The protagonist's titular antisocial act in Crime and Punishment leads to much discussion of his theory regarding "ordinary" and "extraordinary" people, a philosophy that seems an almost perfect restatement of Nietzsche's over-man decades before Nietzsche formulated his own theories. Of course, most of the characters in the novel recognize this theory as absurd and dangerous (upon declaring that he wanted "the right", Sofya Semyonovna says, "The right? The right to kill?", clearly horrified), and I think most people in reality would respond similarly.

But the truth is that most of us, I think, do subscribe to this theory in more subtle formulations. We refer to "the masses", the unthinking mob of the common populace who are more animal than human and react rather than act, always according to patterns that can be predicted and manipulated. We refer to "people" as if they are some quantifiable other that we imply to be below us -- we think, other people may be like that, but we're better, smarter, more honest, more moral, more caring, more pragmatic, or whatever fits the needs of the moment. We do it almost without thinking, because it's both an integral part of our culture and, if some research is to be believed (that which has been amusingly coined "the monkeysphere"), our genetics.

According to the research, a human being can only conceptualize as individual persons with actual personalities and character and hopes and dreams and fears about one hundred fifty individuals. Everyone beyond that is simply people, faceless and identity-less and dehumanized.
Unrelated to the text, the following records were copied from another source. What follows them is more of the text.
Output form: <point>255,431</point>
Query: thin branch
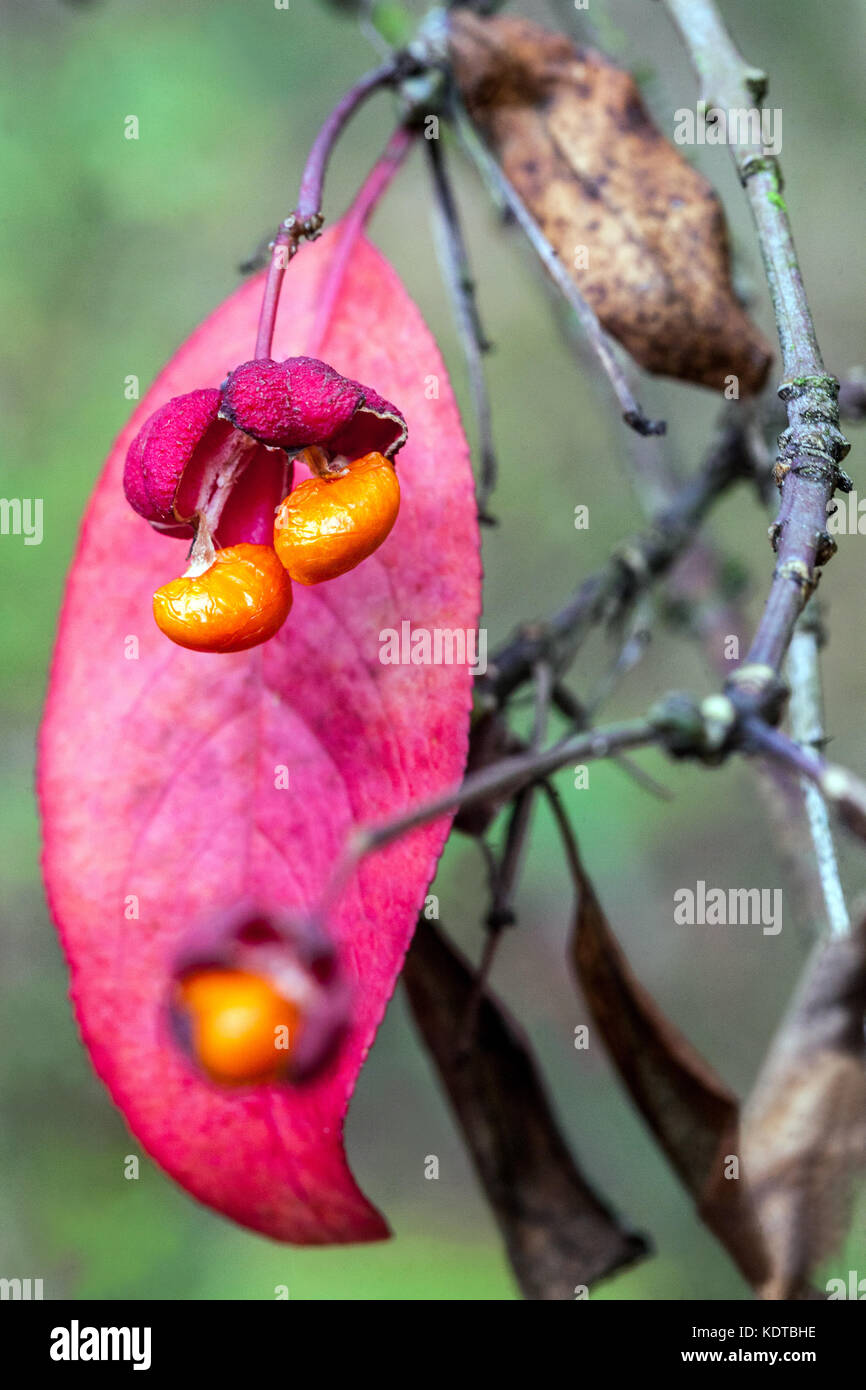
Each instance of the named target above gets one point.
<point>602,345</point>
<point>812,446</point>
<point>808,729</point>
<point>631,570</point>
<point>305,223</point>
<point>462,288</point>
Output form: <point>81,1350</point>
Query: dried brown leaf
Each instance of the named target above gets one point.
<point>558,1232</point>
<point>804,1132</point>
<point>573,136</point>
<point>690,1109</point>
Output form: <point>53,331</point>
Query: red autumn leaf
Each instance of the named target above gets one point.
<point>157,773</point>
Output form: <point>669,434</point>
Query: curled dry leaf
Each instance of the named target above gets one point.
<point>559,1233</point>
<point>690,1109</point>
<point>573,136</point>
<point>804,1129</point>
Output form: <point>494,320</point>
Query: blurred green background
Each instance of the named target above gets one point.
<point>111,252</point>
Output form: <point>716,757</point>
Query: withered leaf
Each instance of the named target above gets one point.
<point>558,1232</point>
<point>690,1109</point>
<point>576,141</point>
<point>804,1130</point>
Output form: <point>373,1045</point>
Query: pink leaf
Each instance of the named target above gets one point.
<point>159,766</point>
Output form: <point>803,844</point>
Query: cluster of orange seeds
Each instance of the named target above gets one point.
<point>325,527</point>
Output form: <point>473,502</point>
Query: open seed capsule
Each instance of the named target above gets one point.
<point>239,601</point>
<point>330,524</point>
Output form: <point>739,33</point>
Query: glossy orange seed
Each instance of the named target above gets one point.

The point of this post is not that to condemn such behavior or even to rationalize it. I do condemn it, and think we have to strive against it as best we can (if it is genetic, then we're fighting an unwinnable battle -- but as anyone's who read my writings will know, I don't give a damn about the odds for success).

My point is that there are persons who, because of this cultural phenomenon, don't declare themselves to be above the masses but actually embrace the mob and attempt to become a part of it. They suborn their individual identity in the hopes of finding purpose, or friends, or hope, or whatever, and conceal their actual characters and personalities and dreams and fears because they feel that society wants them to. Of course that's all bullshit, but people do it nonetheless. Sometimes I think I would like to get to know such people, help them draw out the real person beneath the faceless mask -- but I'm not a people person by any means, and not willing to go to the effort in any case.

But I think that such a person would make an interesting character for a story or something, not as the central focus (except perhaps for a short story) but as a side-plot connecting thematically to a larger work about identity or ethics or whatever. (My current projects don't have room for such a device, but in the future, who knows?)